The UK pension fund Brunel will start “removing companies and investment managers that fail to perform on climate issues”, it announced on 27 January 2020. Brunel handles the investments of 10 local government pension schemes amounting to approximately £30 billion. The fund says that the financial sector “is not fit for purpose” in so far as tackling global warming is concerned and warned that they will expect businesses they invest in to do more.
“Climate change is a rapidly escalating investment issue. We found that the finance sector is part of the problem, when it could and should be part of the solution for addressing climate change”, Mark Mansley, Brunel’s Chief Investment Officer, said. He argued that the financial sector needs to be challenged in terms of how it “prices assets, manages risk, and benchmarks performance”. Brunel’s new policy regarding climate change and investments appears designed to do just that.
A five-point plan to build a financial system that is fit for a carbon-zero future stems from insights "gained in the course of procuring new asset managers”, says Brunel’s Chief Responsible Investment Officer Faith Ward in a statement released today.
Between now and 2022, all of Brunel's key investments must start aligning their emissions with the benchmarks set by the Paris Agreement on climate change.
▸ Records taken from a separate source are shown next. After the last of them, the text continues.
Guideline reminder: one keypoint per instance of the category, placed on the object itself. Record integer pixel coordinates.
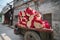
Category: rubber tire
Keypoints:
(16, 31)
(34, 34)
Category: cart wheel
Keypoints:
(16, 31)
(31, 35)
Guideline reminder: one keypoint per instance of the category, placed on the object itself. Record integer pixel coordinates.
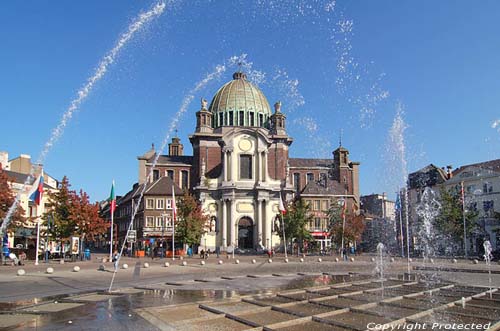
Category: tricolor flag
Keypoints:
(462, 192)
(344, 207)
(282, 206)
(398, 202)
(36, 192)
(112, 198)
(174, 208)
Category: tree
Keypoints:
(58, 213)
(295, 221)
(353, 228)
(190, 221)
(86, 217)
(450, 221)
(7, 198)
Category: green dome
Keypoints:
(240, 103)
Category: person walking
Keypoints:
(116, 257)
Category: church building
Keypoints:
(239, 171)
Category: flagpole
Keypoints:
(463, 217)
(112, 209)
(343, 223)
(38, 233)
(174, 212)
(40, 204)
(400, 209)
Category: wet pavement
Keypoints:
(262, 296)
(315, 302)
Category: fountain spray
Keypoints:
(216, 74)
(487, 258)
(398, 154)
(137, 25)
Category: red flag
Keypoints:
(174, 208)
(112, 198)
(462, 192)
(282, 206)
(36, 192)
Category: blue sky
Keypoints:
(353, 61)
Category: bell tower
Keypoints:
(204, 118)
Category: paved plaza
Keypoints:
(247, 292)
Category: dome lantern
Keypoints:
(240, 103)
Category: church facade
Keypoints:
(239, 171)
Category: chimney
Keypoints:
(449, 173)
(4, 160)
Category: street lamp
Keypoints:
(342, 203)
(49, 218)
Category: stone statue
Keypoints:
(204, 103)
(203, 166)
(277, 106)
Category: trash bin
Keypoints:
(87, 254)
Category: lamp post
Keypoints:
(342, 202)
(49, 218)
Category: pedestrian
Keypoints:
(116, 257)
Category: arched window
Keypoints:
(245, 166)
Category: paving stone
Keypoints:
(51, 307)
(8, 320)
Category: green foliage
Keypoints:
(295, 220)
(450, 219)
(351, 231)
(7, 198)
(59, 211)
(70, 214)
(191, 220)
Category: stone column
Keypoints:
(260, 221)
(232, 166)
(232, 218)
(224, 165)
(267, 223)
(224, 225)
(264, 167)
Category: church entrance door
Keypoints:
(245, 233)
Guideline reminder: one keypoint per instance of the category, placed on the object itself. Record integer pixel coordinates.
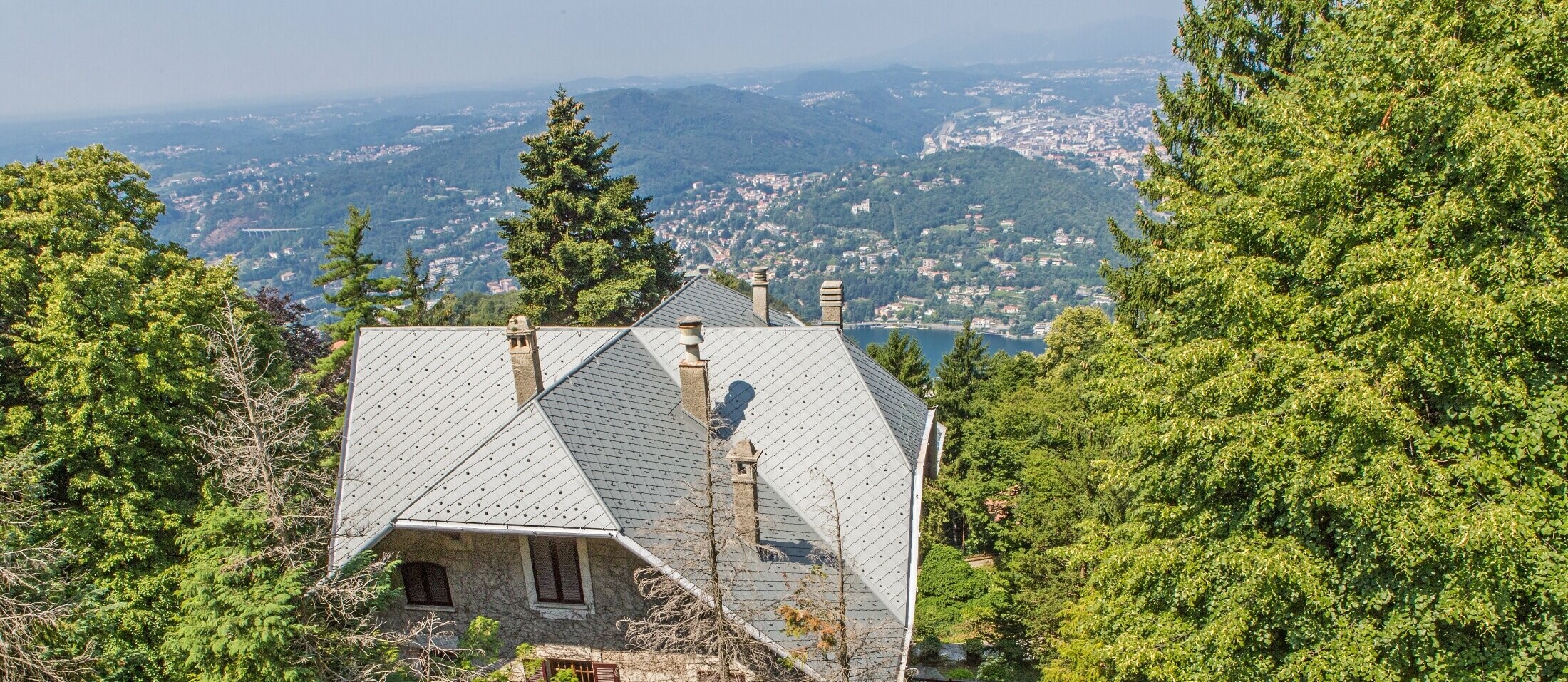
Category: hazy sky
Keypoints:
(66, 57)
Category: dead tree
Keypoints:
(262, 455)
(32, 604)
(700, 604)
(844, 648)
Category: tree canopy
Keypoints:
(1343, 436)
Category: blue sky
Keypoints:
(68, 57)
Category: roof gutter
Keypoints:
(342, 453)
(495, 529)
(934, 438)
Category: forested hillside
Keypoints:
(445, 189)
(919, 226)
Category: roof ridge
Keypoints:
(665, 301)
(522, 410)
(567, 373)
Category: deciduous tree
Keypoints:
(100, 369)
(1344, 430)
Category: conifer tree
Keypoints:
(957, 378)
(584, 253)
(904, 359)
(1344, 430)
(414, 292)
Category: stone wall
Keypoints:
(487, 577)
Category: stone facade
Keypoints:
(487, 576)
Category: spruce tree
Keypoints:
(584, 253)
(414, 292)
(359, 299)
(1346, 424)
(957, 378)
(902, 358)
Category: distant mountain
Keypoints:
(450, 176)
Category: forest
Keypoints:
(1324, 436)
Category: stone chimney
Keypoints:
(524, 346)
(743, 477)
(759, 292)
(693, 369)
(832, 295)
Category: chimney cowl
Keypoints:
(692, 336)
(832, 295)
(524, 348)
(743, 480)
(693, 371)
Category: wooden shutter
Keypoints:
(555, 569)
(436, 579)
(606, 673)
(543, 551)
(569, 579)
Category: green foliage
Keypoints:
(1343, 436)
(957, 377)
(584, 253)
(414, 294)
(239, 618)
(902, 358)
(475, 309)
(954, 596)
(100, 371)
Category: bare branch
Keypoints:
(32, 591)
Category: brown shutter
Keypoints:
(569, 579)
(414, 589)
(438, 585)
(543, 551)
(606, 673)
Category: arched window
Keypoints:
(425, 585)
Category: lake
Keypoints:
(937, 342)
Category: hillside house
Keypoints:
(526, 474)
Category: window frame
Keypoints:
(424, 573)
(584, 574)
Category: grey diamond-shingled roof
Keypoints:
(421, 402)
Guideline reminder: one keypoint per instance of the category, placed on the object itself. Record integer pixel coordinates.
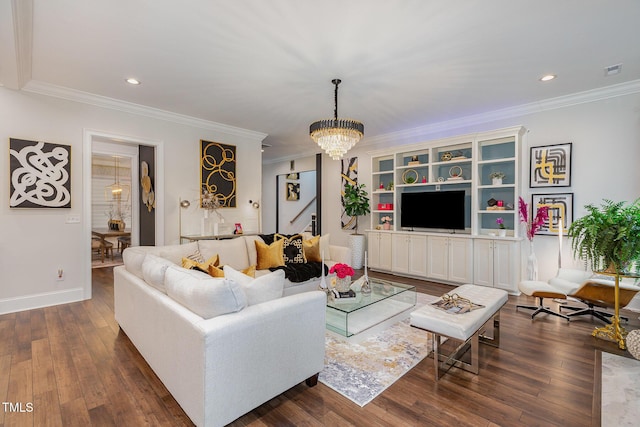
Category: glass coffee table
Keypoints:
(386, 300)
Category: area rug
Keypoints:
(361, 371)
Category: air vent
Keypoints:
(612, 70)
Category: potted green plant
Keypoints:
(497, 177)
(608, 237)
(356, 203)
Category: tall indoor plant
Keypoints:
(356, 203)
(608, 236)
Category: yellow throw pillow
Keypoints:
(219, 272)
(311, 249)
(203, 266)
(269, 255)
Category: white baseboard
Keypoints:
(30, 302)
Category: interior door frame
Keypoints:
(94, 137)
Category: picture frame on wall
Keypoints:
(560, 212)
(218, 172)
(293, 191)
(550, 166)
(39, 174)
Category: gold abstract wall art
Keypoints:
(218, 172)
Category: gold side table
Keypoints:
(614, 331)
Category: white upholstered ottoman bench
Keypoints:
(468, 328)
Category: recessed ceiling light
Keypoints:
(612, 70)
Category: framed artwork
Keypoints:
(218, 172)
(293, 191)
(550, 166)
(348, 175)
(560, 212)
(39, 174)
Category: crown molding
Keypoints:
(593, 95)
(61, 92)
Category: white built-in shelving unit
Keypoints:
(473, 255)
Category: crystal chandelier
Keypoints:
(336, 136)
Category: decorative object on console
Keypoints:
(608, 239)
(532, 228)
(356, 203)
(40, 174)
(550, 166)
(218, 172)
(502, 231)
(366, 284)
(343, 273)
(455, 173)
(334, 136)
(497, 177)
(348, 176)
(386, 224)
(410, 176)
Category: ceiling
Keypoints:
(267, 66)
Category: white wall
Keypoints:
(606, 152)
(34, 243)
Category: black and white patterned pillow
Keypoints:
(293, 251)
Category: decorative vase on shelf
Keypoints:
(532, 263)
(343, 284)
(366, 285)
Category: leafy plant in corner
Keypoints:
(608, 237)
(356, 201)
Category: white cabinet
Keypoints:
(450, 259)
(379, 250)
(409, 254)
(496, 263)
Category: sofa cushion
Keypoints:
(292, 250)
(203, 266)
(215, 271)
(175, 253)
(153, 271)
(269, 255)
(258, 290)
(204, 295)
(232, 252)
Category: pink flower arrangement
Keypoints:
(541, 217)
(342, 270)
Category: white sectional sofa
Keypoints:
(219, 356)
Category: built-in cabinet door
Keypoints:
(460, 260)
(417, 255)
(483, 265)
(505, 265)
(438, 260)
(400, 262)
(495, 263)
(379, 250)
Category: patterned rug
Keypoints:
(361, 371)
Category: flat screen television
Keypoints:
(436, 209)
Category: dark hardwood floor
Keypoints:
(75, 367)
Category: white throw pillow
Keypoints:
(204, 295)
(153, 271)
(261, 289)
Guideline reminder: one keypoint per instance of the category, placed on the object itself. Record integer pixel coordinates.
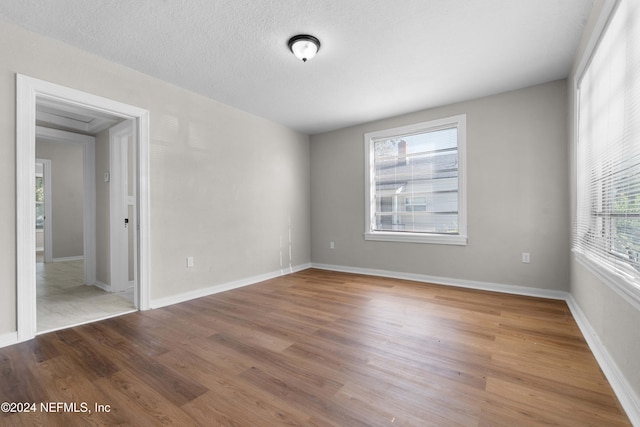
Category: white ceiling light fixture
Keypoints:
(304, 46)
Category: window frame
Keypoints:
(621, 279)
(461, 238)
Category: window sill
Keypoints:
(626, 289)
(436, 239)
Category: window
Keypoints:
(415, 183)
(607, 223)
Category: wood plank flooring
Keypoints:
(318, 348)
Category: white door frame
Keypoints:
(88, 198)
(46, 174)
(27, 90)
(118, 201)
Ward warns that companies and investment managers which fail to perform as expected will “face the threat of votes against the re-appointment of Board members" or even "being removed from Brunel’s portfolios” altogether - after Brunel reviews the implementation of its policies in 2022.
The key objective of this policy is to fundamentally restructure the investment climate to ensure that it is “fit for purpose for a world where temperature rise needs to be kept to well below 2°C compared to pre-industrial levels”. Brunel's website says.
The Morningstar investment firm reports that climate change was "centre stage" for investors in 2019, resulting in a whopping 32% return for those firms with "sustainable investment mandates". The strongest funds with sustainable investment mandates include Pictet Global Environmental Opportunities, Schroder Global Cities RE, and Liontrust UK Ethical, which have produced returns for investors of 31.9%, 29.3% and 28.3% respectively. In 2019, 88 investors holding almost US$10 trillion in assets targeted 707 businesses "across 46 counties for not reporting their climate change, water security and deforestation data", according to the Carbon Disclosure Project (CPD). Just 100 corporations are responsible for 71% of all greenhouse gas emissions that drive global warming and climate change, the CPD said in a 2017 report.